Elle est belle cette promenade et après des années de recherche, des rencontres étonnantes, elle semble pointer dans une unique direction: l’amour.

L’amour qui lie les atomes. L’amour porté sur l’instant. L’amour de soi. L’amour de l’autre. L’amour amoureux. L’amour divin.

Nous polémiquons souvent sur les mots car ils sont un contenant trop petit parfois de l’immensité de ce que nous savons intuitivement. Je me lance avec mes mots étriqués et je les empile, j’en fais des petits trains. Amour, Bonheur. Des synonymes?

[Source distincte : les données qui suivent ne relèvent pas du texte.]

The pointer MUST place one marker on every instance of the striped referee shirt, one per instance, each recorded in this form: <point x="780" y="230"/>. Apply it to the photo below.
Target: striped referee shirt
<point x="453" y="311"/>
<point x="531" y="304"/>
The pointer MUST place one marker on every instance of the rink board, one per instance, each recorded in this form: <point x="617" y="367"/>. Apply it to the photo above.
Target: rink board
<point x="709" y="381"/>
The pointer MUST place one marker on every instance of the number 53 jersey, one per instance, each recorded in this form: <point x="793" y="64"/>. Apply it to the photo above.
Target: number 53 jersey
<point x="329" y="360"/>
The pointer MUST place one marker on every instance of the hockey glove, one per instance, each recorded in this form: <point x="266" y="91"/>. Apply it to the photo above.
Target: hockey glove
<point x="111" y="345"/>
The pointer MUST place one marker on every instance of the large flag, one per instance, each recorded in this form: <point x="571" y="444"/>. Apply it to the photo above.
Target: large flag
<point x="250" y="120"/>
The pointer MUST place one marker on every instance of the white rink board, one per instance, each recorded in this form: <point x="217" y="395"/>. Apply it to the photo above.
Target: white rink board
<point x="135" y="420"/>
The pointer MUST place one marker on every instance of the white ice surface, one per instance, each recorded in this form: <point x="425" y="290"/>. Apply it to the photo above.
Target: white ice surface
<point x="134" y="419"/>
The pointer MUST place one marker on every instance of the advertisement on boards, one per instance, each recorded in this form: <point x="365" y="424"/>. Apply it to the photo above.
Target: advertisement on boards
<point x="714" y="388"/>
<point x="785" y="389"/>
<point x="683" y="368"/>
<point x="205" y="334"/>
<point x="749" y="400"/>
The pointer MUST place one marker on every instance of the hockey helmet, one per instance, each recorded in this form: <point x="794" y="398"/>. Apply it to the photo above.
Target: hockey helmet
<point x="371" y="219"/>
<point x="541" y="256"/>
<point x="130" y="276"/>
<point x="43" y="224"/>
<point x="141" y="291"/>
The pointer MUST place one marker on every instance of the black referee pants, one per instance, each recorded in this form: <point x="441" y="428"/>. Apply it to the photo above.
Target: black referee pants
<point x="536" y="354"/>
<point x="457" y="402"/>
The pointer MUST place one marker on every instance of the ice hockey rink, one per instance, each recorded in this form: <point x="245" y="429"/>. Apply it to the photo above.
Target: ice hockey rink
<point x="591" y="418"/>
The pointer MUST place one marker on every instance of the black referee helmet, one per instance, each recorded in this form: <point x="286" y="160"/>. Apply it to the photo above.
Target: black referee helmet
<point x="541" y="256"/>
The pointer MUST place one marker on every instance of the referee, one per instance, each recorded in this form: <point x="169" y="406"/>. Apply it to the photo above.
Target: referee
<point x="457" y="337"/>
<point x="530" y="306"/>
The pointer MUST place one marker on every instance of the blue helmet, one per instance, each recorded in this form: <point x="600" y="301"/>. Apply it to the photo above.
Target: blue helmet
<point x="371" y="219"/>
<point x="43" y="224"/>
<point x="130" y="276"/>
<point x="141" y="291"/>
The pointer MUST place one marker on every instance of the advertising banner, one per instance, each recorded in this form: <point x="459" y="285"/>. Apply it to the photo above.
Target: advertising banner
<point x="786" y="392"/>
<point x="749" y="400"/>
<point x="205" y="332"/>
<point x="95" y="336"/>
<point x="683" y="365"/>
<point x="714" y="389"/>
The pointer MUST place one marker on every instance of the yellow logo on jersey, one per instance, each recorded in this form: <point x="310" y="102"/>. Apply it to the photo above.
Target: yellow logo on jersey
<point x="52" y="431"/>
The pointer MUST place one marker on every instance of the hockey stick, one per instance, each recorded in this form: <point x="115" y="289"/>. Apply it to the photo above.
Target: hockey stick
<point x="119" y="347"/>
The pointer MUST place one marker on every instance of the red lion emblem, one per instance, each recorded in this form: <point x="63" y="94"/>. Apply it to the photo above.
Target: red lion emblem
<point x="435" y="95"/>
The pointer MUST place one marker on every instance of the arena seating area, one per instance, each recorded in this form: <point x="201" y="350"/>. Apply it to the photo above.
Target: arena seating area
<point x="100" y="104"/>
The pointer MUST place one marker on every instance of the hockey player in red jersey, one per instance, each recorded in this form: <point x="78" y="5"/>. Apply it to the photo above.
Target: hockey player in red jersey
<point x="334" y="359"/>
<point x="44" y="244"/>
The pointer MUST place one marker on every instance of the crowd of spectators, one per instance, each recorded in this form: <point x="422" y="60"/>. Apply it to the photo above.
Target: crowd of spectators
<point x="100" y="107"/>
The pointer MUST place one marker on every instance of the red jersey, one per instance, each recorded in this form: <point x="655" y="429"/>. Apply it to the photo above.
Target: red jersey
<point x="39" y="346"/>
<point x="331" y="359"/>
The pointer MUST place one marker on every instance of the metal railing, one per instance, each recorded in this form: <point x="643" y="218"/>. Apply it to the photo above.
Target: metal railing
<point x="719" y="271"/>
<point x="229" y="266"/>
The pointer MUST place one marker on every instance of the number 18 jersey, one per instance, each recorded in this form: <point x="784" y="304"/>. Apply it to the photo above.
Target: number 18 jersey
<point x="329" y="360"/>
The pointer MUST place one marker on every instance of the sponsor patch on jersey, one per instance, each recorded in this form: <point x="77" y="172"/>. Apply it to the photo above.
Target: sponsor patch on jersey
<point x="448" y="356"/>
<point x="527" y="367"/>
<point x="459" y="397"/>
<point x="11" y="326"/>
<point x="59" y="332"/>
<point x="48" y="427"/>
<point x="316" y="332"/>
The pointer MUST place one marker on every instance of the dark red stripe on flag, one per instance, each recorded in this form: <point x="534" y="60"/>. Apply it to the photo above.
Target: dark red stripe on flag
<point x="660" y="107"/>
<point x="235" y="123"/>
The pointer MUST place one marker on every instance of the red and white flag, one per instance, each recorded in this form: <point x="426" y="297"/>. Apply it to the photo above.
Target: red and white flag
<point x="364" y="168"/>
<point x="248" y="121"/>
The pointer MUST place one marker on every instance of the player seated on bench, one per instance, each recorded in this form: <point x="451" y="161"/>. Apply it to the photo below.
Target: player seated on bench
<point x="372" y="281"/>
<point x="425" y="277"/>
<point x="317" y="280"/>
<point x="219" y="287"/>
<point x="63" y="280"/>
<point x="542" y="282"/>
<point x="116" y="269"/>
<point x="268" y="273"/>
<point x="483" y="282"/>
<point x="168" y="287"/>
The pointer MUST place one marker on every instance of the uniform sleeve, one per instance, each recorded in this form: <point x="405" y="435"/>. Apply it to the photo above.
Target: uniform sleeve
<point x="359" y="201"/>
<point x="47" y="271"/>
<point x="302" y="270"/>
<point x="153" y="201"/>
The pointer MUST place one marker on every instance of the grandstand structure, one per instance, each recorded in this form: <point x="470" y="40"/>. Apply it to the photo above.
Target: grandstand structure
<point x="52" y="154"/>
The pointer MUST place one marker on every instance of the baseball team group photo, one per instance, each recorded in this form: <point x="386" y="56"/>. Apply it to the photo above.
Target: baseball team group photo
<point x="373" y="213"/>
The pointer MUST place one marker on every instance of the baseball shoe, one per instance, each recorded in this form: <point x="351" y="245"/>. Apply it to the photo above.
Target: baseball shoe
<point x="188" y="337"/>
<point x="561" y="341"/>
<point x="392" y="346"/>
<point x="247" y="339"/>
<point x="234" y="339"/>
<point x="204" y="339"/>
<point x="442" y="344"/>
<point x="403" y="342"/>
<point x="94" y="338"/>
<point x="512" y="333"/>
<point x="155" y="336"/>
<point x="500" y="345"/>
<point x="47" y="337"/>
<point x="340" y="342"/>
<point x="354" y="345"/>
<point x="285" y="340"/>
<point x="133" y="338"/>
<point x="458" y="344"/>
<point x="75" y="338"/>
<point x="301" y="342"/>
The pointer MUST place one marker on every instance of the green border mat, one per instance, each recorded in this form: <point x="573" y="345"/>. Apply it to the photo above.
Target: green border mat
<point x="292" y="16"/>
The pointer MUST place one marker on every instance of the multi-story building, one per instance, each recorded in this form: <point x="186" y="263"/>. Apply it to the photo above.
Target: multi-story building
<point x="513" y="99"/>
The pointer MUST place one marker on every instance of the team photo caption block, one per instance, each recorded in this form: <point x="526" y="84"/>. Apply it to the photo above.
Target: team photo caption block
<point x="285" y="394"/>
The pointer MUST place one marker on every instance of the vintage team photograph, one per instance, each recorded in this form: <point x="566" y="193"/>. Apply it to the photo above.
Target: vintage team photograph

Peu importe le mot, je ressens intimement que mon bonheur est lié sûrement exclusivement à ma capacité à aimer. Renforcement cardiaque, défrichage des chemins neuronaux, je muscle ma capacité à aimer.

Et comme à chaque fois que mon attention se focalise, les pistes s’ouvrent. Les éditions de l’Homme m’envoient « Love, le grand livre de l’amour ». Comme j’ai interviewé Leo il y a peut-être deux ans maintenant en Belgique sur son livre « Happiness, le grand livre du bonheur », j’ai trouvé la passerelle parfaite! Pour la première fois, je pose ma caméra pour la deuxième fois devant la même personne. Y-a-t-il un lien entre le bonheur et l’amour?